District of Columbia Man Sentenced to 15 Years in Prison for Sexually Abusing Minor
Pattern of Abuse Began When Girl Was 13
WASHINGTON – Jerome J. Simmons, 35, of Washington, D.C., was sentenced today to a 15-year prison term for sexually abusing an under-aged girl, announced U.S. Attorney Matthew M. Graves and Robert J. Contee III, Chief of the Metropolitan Police Department (MPD).
Simmons pleaded guilty in October 2021, in the Superior Court of the District of Columbia, to a charge of first-degree child sexual abuse with aggravating circumstances. He was sentenced by the Honorable Marisa J. Demeo. Following completion of his prison term, Simmons will be placed on five years of supervised release. He also will be required to register as a sex offender for 10 years following his release from prison.
According to court documents, Simmons was in a romantic relationship with the victim’s mother. In December 2020, when the girl was 14, she told authorities that Simmons sexually abused her on multiple occasions in Southeast Washington when she was 13 and 14. A subsequent investigation determined that Simmons began grooming her for abuse when she was 13 by giving her a cellphone and texting her on it. After providing the cellphone, he asked her to send pictures of her body to him and then they had explicit video calls. This conduct, in turn, escalated to hands-on abuse. In a search of the defendant’s cellphone, police discovered graphic photos and videos depicting the victim.
Simmons was arrested on Dec. 26, 2020, soon after the girl made the disclosures. He has been detained ever since.
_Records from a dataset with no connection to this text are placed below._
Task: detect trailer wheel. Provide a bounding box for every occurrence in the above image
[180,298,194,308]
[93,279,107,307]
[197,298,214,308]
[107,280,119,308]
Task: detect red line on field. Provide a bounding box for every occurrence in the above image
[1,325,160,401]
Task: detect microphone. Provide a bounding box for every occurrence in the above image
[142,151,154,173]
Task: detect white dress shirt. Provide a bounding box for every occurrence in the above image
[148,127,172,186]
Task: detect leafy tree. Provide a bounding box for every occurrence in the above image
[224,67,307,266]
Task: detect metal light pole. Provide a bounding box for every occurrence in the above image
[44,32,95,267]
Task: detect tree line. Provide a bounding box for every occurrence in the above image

In announcing the sentence, U.S. Attorney Graves and Chief Contee commended the work of those who investigated the case from the Metropolitan Police Department. They also expressed appreciation for the efforts of those who worked on the case from the U.S. Attorney’s Office, including former Assistant U.S. Attorney Jason Feldman and Paralegal Specialist ReShawn Johnson. Finally, they commended the work of Assistant U.S. Attorney Elizabeth C. Kelley, who prosecuted the matter.